About three years ago, Japanese oil trading company Petro-Diamond Singapore moved to a bigger office in posh Marina Bay as parent Mitsubishi Corp began combining its trading operations in Tokyo with those within the Southeast Asian city.
Once conservative, Petro-Diamond became the world’s top book leader for Mitsubishi’s oil and fuel businesses last yr, tripling its profits and assets from two years ago, in line with interviews with company officials, trade sources and reviews of monetary records. .
Like other trading firms, Petro-Diamond has been eyeing a slice of China’s fast-growing crude import market, first hiring a Chinese trader in November 2018 to handle its oil business with China, sources said.
However, in September, Mitsubishi said the Petro-Diamond trader had lost about 34.2 billion yen ($314 million) after it “repeatedly” engaged in unauthorized trades since January by pretending they “seemed to be hedging transactions.” They reported the matter to the police.
Because it recorded such a big loss, we couldn’t reinvest in the identical company and higher strengthen our management system
The trader, identified as Wang Xingchen, also often called Jack Wang, in an announcement issued through a lawyer denied any wrongdoing, saying he was acting on the orders of his managers and the losses were as a result of “premature” settlement of derivatives positions.

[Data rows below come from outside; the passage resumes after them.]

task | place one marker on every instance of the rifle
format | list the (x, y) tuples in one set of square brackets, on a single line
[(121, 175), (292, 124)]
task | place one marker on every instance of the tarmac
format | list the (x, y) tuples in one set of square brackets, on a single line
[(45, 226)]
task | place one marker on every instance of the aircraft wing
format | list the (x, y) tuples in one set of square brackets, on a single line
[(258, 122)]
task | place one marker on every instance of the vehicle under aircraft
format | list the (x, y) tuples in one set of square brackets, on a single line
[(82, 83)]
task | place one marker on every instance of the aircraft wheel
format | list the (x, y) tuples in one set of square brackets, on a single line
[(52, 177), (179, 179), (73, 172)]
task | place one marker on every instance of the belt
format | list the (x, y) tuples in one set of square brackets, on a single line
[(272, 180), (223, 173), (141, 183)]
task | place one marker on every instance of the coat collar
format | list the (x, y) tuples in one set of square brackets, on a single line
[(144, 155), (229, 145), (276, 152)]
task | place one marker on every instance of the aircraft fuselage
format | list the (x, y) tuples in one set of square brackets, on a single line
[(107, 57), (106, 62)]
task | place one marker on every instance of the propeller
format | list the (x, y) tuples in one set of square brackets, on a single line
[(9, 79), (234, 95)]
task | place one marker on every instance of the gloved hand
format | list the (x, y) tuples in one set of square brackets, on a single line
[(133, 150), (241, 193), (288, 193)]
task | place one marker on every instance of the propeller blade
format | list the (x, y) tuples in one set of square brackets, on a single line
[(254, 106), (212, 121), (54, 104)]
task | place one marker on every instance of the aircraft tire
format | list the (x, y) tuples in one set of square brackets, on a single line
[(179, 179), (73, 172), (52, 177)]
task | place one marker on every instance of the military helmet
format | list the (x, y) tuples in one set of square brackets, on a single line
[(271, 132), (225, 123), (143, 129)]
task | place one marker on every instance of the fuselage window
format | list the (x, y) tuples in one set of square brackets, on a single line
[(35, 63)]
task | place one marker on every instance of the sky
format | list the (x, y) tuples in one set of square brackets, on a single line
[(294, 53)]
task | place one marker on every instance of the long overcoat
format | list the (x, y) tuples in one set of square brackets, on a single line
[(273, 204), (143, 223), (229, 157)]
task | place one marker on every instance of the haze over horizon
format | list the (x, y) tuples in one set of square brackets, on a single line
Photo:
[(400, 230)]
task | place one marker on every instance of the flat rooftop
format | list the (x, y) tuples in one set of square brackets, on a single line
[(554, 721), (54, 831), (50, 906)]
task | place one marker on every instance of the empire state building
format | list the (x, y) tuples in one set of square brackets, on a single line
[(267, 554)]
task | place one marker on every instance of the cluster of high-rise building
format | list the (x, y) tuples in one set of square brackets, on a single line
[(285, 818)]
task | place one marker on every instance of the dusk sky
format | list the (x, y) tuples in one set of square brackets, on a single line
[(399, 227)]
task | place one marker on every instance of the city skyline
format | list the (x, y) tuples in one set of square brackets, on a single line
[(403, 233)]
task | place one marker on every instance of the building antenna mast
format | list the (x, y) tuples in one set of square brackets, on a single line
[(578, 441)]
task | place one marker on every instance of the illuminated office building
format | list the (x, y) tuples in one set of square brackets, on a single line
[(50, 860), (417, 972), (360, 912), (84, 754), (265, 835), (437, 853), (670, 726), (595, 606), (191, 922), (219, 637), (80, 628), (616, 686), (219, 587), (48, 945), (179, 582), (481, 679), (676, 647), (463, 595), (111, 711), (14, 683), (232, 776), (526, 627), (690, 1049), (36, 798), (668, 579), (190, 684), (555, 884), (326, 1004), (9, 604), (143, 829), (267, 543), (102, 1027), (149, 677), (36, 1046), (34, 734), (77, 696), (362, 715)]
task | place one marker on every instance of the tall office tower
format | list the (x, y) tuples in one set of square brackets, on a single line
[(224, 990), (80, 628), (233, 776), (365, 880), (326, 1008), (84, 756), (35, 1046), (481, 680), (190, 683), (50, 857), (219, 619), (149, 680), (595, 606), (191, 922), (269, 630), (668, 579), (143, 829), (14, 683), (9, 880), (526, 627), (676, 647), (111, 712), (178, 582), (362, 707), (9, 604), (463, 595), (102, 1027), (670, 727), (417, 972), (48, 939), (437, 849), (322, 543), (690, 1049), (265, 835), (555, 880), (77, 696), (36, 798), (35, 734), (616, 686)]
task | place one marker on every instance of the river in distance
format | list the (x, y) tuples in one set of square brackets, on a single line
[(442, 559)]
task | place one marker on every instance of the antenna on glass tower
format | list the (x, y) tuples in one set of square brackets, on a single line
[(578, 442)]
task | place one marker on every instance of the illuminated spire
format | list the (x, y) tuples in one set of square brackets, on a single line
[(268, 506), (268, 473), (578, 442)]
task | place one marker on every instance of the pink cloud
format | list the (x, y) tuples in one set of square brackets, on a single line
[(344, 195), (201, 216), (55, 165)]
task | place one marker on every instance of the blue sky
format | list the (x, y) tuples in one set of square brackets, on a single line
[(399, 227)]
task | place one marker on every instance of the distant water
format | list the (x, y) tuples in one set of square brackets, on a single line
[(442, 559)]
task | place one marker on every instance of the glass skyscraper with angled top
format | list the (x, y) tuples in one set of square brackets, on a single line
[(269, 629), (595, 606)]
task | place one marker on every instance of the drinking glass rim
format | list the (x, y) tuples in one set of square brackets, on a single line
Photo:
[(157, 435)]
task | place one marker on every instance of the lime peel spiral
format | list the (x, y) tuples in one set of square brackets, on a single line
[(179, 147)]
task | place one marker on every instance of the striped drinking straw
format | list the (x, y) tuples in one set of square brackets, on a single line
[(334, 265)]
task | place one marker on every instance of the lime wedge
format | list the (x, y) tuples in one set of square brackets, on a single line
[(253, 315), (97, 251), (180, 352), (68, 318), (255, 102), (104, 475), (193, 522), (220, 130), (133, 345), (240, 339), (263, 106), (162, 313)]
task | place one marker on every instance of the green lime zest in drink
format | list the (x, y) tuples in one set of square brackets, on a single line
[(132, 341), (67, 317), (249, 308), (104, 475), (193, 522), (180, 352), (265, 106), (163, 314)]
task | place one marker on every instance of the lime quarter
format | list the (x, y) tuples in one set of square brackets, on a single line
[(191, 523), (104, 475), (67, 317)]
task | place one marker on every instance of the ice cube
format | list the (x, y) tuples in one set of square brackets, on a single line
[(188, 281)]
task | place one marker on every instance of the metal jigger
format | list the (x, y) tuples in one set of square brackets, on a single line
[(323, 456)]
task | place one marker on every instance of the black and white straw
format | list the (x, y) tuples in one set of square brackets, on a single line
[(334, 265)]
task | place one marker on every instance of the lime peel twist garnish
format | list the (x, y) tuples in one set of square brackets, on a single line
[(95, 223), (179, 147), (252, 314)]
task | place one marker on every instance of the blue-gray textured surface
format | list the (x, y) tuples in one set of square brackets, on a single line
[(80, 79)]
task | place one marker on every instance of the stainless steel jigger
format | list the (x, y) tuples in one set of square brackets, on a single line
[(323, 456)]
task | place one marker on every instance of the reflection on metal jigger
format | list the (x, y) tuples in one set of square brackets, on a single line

On Wednesday, Mitsubishi announced that it plans to shut the 30-year-old Petro-Diamond company as a result of losses.
Petro-Diamond will likely be liquidated after closing oil and fuel contracts and settling debts, the corporate said on Wednesday, without giving a selected timeframe.
Rogue oil trader causes 34.2 billion yen losses at Mitsubishi’s Singapore unit
Rogue oil trader causes 34.2 billion yen losses at Mitsubishi’s Singapore unit
Mitsubishi will bring a few of its oil and fuel trading back to Tokyo, Chief Financial Officer Kazuyuki Masu said during a news conference on first-half results Wednesday.
Mitsubishi also lowered its full-year net profit forecast to 520 billion yen from 600 billion yen in August.
The case has raised questions on why Petro-Diamond allowed a brand new investor to take large positions, industry sources said.
Chinese students top the list of foreigners working in Japan after graduation
Chinese students top the list of foreigners working in Japan after graduation
Since then, Mitsubishi has tightened risk controls, requiring almost every transaction to be reported to Tokyo, which has slowed Petro-Diamond’s operations, said a second source familiar with the matter.
Although Petro-Diamond is only a small part of a huge trading company, Mitsubishi’s dramatic decision shows that it wants to end the incident and prevent further damage.
The loss joined the list of infamous oil trading collapses. In 1994, Metallgesellschaft AG suffered a loss of $1.2 billion due to the failure of its hedging strategy. In 2004, China Aviation Oil made an infamous $550 million mistake when it ran into conflict over soaring prices.
Petro-Diamond, which ran Mitsubishi’s overseas oil business, was founded in 1989 and trades in petroleum products including crude oil, naphtha, gasoline and fuel oil, according to the company’s website. Mitsubishi also has separate natural gas and metals trading operations in Singapore.
The parent company will continue its overseas oil operations “after reconfirming that its risk management systems are robust and thoroughly enforced, and is taking all possible measures to prevent similar incidents from occurring in the future,” it said.
A company official, who spoke anonymously, lamented Petro-Diamond’s sudden death.
“It took 30 years to achieve this and everything was ruined,” the official said.